The hook: Will has always imagined being a knight, so when he’s picked instead to be an apprentice to the mysterious Ranger, Halt, he’s devastated. Skilled with bows and arrows and with a knack for going unseen, the Rangers are wildly different than the knights Will looks up to. But as his training concludes, Will finds himself using his new skills on a series of adventures to save the kingdom of Araluen from an evil lord bent on destroying it. This long-running series (and its spin-off series, The Brotherband Chronicles) draws in even reluctant readers with action-filled plots and strong character development.

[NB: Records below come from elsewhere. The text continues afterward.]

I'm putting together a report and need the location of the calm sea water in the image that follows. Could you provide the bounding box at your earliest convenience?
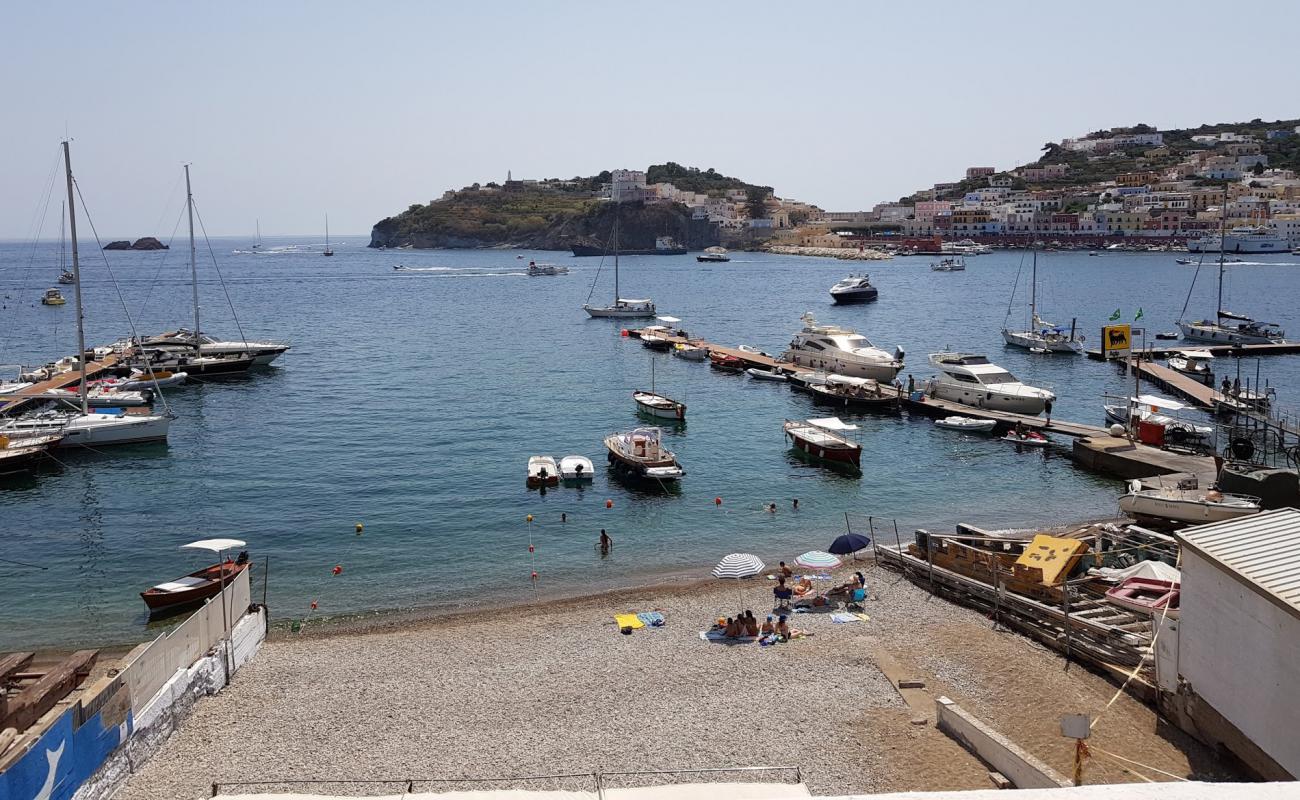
[0,238,1300,650]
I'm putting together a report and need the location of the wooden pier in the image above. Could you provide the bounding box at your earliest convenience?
[1087,340,1300,362]
[0,355,117,415]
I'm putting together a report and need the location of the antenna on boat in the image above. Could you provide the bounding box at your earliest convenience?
[64,139,90,414]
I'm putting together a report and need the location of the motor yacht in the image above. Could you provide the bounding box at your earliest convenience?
[781,313,904,384]
[928,351,1056,415]
[831,274,880,304]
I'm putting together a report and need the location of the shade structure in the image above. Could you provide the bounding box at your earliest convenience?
[714,553,766,578]
[827,533,871,555]
[794,550,844,570]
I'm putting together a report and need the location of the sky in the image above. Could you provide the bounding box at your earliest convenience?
[0,0,1300,239]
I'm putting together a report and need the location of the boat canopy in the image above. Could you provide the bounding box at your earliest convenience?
[807,416,858,431]
[181,539,247,553]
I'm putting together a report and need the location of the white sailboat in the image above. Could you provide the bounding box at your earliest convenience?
[1002,251,1083,353]
[582,208,655,319]
[0,140,172,447]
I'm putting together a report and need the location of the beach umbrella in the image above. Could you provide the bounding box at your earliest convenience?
[794,550,844,570]
[827,533,871,561]
[714,553,766,597]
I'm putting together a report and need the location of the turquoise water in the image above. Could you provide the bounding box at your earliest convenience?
[0,238,1300,650]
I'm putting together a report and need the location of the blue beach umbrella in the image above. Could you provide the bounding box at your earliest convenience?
[827,533,871,558]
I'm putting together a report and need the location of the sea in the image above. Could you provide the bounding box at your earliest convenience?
[0,237,1300,650]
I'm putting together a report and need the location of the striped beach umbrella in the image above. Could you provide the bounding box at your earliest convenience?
[714,553,766,578]
[794,550,844,570]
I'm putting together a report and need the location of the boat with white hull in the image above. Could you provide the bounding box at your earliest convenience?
[781,313,904,384]
[928,351,1056,416]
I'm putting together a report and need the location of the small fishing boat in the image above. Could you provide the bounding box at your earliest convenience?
[745,367,789,384]
[709,350,745,372]
[671,343,709,362]
[560,455,595,483]
[527,455,560,489]
[935,416,997,433]
[140,551,250,614]
[1106,578,1180,619]
[605,428,686,480]
[632,392,686,421]
[1119,481,1260,524]
[783,416,862,467]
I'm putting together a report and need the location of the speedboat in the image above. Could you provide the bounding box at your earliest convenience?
[672,343,709,362]
[1167,350,1214,384]
[560,455,595,483]
[632,392,686,421]
[528,261,568,277]
[930,351,1056,415]
[525,455,560,489]
[781,313,904,384]
[784,416,862,467]
[935,416,997,433]
[831,274,880,303]
[1119,481,1260,524]
[605,428,686,480]
[745,367,789,384]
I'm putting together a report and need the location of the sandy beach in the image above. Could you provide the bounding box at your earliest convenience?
[118,561,1234,800]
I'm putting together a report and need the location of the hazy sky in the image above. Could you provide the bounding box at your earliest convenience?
[0,0,1300,238]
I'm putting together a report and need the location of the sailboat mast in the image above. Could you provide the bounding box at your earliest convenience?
[64,139,90,414]
[185,164,202,347]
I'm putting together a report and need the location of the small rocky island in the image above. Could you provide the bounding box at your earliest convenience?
[104,237,168,250]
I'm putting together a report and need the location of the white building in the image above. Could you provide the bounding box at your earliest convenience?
[610,169,649,203]
[1157,509,1300,779]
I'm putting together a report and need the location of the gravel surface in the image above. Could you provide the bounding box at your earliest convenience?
[117,562,1232,800]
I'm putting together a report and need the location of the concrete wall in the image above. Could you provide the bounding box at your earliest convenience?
[935,697,1069,788]
[1178,549,1300,775]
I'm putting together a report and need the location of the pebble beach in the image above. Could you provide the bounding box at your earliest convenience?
[117,559,1231,800]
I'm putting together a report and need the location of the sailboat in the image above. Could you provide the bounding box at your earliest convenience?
[1178,203,1286,345]
[1002,251,1083,353]
[59,203,77,286]
[582,207,655,317]
[0,140,172,447]
[632,359,686,421]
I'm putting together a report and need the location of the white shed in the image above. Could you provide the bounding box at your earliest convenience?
[1162,509,1300,778]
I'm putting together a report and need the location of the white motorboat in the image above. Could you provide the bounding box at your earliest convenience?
[781,313,904,384]
[528,261,568,277]
[928,351,1056,415]
[605,428,686,481]
[745,367,789,384]
[671,343,709,362]
[1119,481,1260,524]
[632,392,686,421]
[935,416,997,433]
[560,455,595,483]
[1167,350,1214,384]
[1002,251,1083,353]
[831,274,880,304]
[582,213,655,319]
[525,455,560,489]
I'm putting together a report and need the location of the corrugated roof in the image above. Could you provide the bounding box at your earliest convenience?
[1177,509,1300,617]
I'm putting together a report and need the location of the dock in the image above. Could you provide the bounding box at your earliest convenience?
[0,355,118,415]
[1087,340,1300,362]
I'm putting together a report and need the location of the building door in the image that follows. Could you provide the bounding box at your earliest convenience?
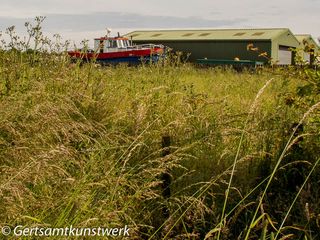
[278,46,292,65]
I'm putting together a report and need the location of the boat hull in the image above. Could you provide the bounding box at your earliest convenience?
[68,48,163,64]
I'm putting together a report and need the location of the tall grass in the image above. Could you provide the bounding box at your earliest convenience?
[0,19,320,239]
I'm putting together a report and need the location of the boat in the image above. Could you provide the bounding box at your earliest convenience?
[68,32,165,64]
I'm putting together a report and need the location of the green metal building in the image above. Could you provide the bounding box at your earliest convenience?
[125,28,299,65]
[295,34,320,64]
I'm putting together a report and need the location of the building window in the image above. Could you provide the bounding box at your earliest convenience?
[182,33,194,37]
[151,33,162,37]
[199,33,211,37]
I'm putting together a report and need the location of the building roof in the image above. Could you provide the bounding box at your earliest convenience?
[125,28,298,41]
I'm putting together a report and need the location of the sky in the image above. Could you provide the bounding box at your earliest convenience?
[0,0,320,46]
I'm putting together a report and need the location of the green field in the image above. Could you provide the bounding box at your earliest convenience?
[0,23,320,239]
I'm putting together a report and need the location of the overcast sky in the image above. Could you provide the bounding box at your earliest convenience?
[0,0,320,46]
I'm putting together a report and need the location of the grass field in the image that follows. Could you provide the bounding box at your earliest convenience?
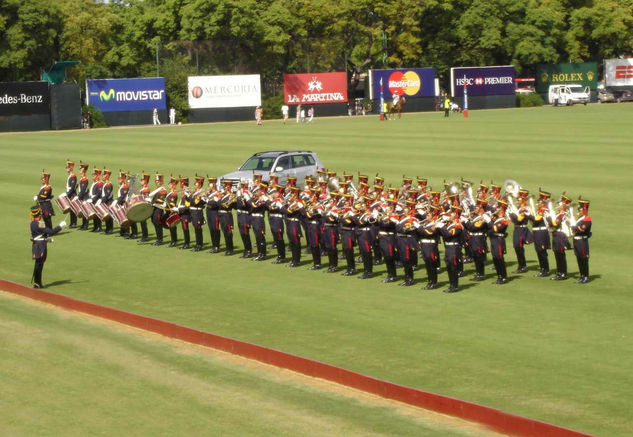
[0,104,633,436]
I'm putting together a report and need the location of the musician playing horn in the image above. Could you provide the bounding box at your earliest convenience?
[571,198,591,284]
[488,199,510,285]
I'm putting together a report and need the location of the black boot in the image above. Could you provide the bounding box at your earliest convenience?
[325,249,338,273]
[308,247,321,270]
[343,249,356,276]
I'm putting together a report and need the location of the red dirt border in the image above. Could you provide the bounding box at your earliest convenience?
[0,279,590,437]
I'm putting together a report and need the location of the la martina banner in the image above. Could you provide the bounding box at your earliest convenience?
[536,62,598,93]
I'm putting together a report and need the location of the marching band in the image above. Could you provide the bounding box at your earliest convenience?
[43,161,591,293]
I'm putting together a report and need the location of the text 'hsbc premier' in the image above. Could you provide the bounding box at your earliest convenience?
[455,76,514,86]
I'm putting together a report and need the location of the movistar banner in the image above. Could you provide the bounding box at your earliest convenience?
[536,62,598,93]
[369,68,435,99]
[86,77,167,112]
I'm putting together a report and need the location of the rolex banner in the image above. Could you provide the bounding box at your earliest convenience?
[284,73,347,105]
[536,62,598,93]
[604,58,633,86]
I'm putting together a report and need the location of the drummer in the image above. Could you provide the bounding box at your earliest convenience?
[66,159,77,229]
[116,170,130,237]
[33,170,55,228]
[101,168,114,235]
[130,170,150,243]
[165,175,179,247]
[178,177,191,249]
[149,173,167,246]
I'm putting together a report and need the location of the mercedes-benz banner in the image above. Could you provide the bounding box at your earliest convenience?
[451,65,516,97]
[187,74,262,109]
[369,68,435,99]
[604,58,633,86]
[284,72,347,105]
[86,77,167,112]
[0,82,50,115]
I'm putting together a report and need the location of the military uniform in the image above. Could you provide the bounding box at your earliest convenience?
[66,161,77,229]
[35,171,55,228]
[488,200,510,284]
[30,205,65,288]
[571,198,591,284]
[150,174,167,246]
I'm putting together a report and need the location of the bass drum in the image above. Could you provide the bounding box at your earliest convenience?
[126,194,154,223]
[55,193,71,214]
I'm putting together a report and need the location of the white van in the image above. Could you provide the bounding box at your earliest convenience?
[549,84,589,106]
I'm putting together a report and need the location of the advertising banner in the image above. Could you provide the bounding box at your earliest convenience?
[536,62,598,93]
[86,77,167,112]
[284,73,347,105]
[187,74,262,109]
[369,68,435,99]
[604,58,633,86]
[451,65,516,97]
[0,82,50,115]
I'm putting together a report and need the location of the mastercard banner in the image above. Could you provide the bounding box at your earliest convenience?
[369,68,435,99]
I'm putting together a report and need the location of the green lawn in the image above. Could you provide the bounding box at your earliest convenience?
[0,104,633,436]
[0,293,492,437]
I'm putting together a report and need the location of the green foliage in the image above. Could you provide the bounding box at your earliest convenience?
[81,105,108,127]
[516,93,543,108]
[262,94,284,120]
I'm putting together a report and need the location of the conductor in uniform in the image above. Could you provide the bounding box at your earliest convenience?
[30,205,66,288]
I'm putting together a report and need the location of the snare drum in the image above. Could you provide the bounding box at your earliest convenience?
[110,203,130,228]
[81,202,97,220]
[126,194,154,222]
[165,212,180,228]
[70,196,83,217]
[95,203,110,220]
[55,193,71,214]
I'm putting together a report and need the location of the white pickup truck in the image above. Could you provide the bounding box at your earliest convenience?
[548,84,589,106]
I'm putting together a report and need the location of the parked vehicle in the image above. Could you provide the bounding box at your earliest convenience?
[613,90,633,103]
[548,84,589,106]
[218,151,323,187]
[598,88,615,103]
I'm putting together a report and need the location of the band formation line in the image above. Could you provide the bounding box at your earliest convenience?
[30,161,592,293]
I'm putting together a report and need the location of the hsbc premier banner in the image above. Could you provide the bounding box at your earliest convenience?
[284,73,347,105]
[0,82,50,115]
[604,58,633,86]
[86,77,167,112]
[451,65,516,97]
[369,68,435,99]
[187,74,262,109]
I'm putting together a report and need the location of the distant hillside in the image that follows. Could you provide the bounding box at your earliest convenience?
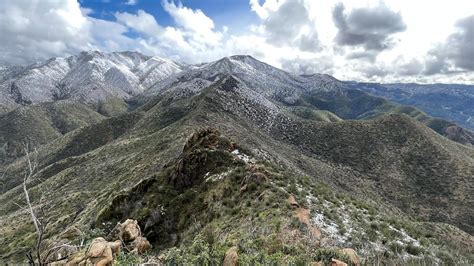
[0,52,474,265]
[0,100,104,165]
[349,82,474,130]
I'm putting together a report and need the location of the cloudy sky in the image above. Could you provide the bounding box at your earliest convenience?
[0,0,474,84]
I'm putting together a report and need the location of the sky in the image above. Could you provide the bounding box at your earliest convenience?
[0,0,474,84]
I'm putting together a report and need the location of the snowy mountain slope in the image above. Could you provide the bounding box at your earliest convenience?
[0,51,183,114]
[145,55,346,105]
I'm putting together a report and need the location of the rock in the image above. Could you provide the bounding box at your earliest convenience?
[329,259,347,266]
[339,248,360,266]
[128,236,151,255]
[108,240,122,257]
[222,247,238,266]
[288,195,300,208]
[86,237,114,266]
[120,219,142,242]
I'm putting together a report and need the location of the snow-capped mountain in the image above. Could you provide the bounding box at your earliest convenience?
[0,51,183,113]
[145,55,346,104]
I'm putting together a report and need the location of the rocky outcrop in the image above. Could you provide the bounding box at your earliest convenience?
[222,247,238,266]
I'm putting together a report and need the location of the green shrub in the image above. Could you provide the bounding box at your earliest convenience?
[314,248,350,265]
[405,244,423,256]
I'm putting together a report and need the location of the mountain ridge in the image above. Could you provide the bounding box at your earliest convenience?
[0,50,474,264]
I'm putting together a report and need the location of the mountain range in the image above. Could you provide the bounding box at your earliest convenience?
[0,52,474,264]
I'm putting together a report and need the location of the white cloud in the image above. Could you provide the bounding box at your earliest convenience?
[0,0,474,83]
[125,0,138,6]
[115,10,163,36]
[0,0,93,64]
[163,1,222,45]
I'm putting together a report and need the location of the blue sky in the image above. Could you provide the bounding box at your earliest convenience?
[80,0,259,33]
[0,0,474,84]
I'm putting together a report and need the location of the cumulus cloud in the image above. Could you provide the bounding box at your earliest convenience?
[115,10,163,36]
[125,0,138,6]
[281,56,334,75]
[332,2,406,51]
[424,15,474,75]
[250,0,320,52]
[0,0,94,64]
[163,1,222,45]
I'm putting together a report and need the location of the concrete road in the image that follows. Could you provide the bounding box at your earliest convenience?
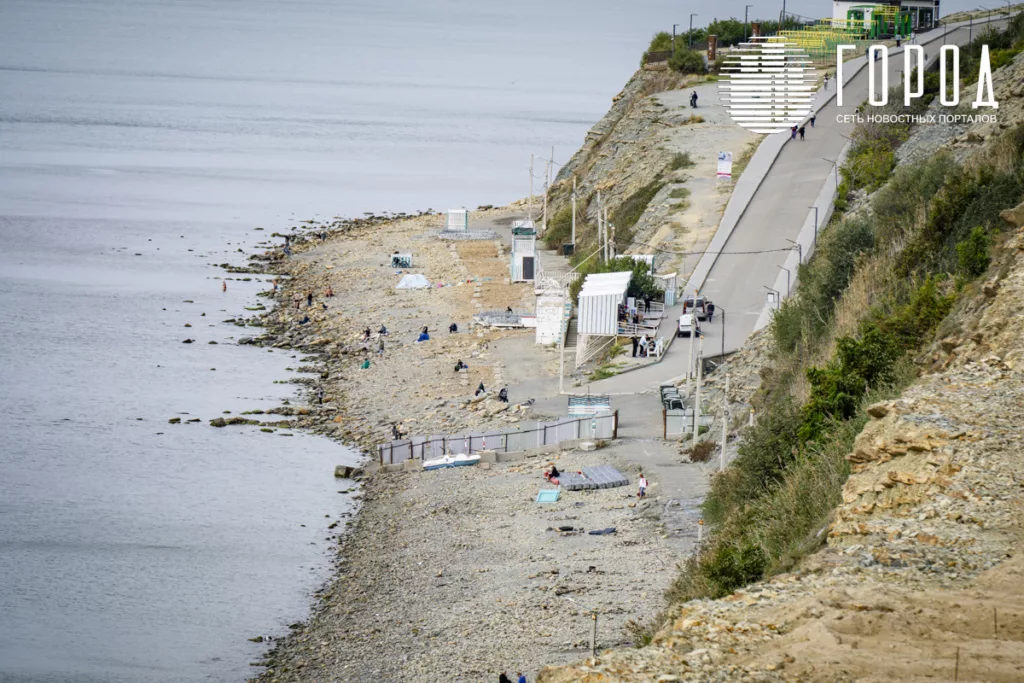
[696,18,999,356]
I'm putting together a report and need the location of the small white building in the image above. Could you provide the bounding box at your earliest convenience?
[444,209,469,232]
[535,289,572,344]
[577,272,633,337]
[509,227,537,283]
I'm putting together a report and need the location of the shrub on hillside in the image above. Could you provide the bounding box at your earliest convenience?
[669,47,708,74]
[956,225,991,279]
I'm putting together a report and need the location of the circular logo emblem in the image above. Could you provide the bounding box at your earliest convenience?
[718,38,816,133]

Perfect for: Tweens who like to get lost in different worlds.
The Underland Chronicles
by: Suzanne Collins - (Scholastic, 2003)
The hook: Is your child hungering to read The Hunger Games but you want to delay kid-kill-kid diet just a little longer? Author Suzanne Collins’ tale of Gregor’s adventures in the Underland will give your child a taste of Collins’ engrossing imagination without dropping her into the “Arena.” When 11-year-old Gregor jumps in an air duct after his baby sister falls through, the siblings find themselves in an eerie subterranean world of talking bats, rats, and insects — far from the basement of their New York City apartment. Honor, betrayal, and love all battle it out for Gregor’s heart as one ordinary boy is called on to do extraordinary things. By book 5, Code of the Claw, Gregor is not ordinary and the survival of the Underland is in his hands. Parents may not “get” this story, but it’s like nectar for the grade-schooler’s hummingbird mind.
Perfect for kids with a yen for excitement and a growing sense of their own power to change the world.
Find our favorites at your local library! Start at the beginning with Gregor the Overlander. You’ll want to go in order. Next up is Gregor and the Prophecy of Bane and Gregor and the Curse of the Warmbloods.
by: Colin Meloy, illustrated by: Carson Ellis - (Balzer + Bray, 2012) 576 pages.
The hook: When her baby brother, Mac, is kidnapped by a murder of crows, 12-year-old Prue McKeel must enter the Impassable Wilderness to try to get him back. Along with her friend Curtis, they discover an enchanted world full of battle-ready coyotes, talking birds, and other strange creatures who are shockingly different from the animals they’re familiar with in their sheltered life in Portland, Oregon. While the pair work to rescue Mac, they soon find a missing baby brother is just the beginning of the dark goings-on in Wildwood. This compelling and imaginative trilogy — written by the lead singer and songwriter of the quirky folk-rock band The Decemberists — features whimsical Edward Gorey-esque illustrations and a gothic feel that’ll appeal to fans of darker tales, like A Series of Unfortunate Events or Coraline.
Perfect for: Tweens who like dark and whimsical tales with a Victorian flair.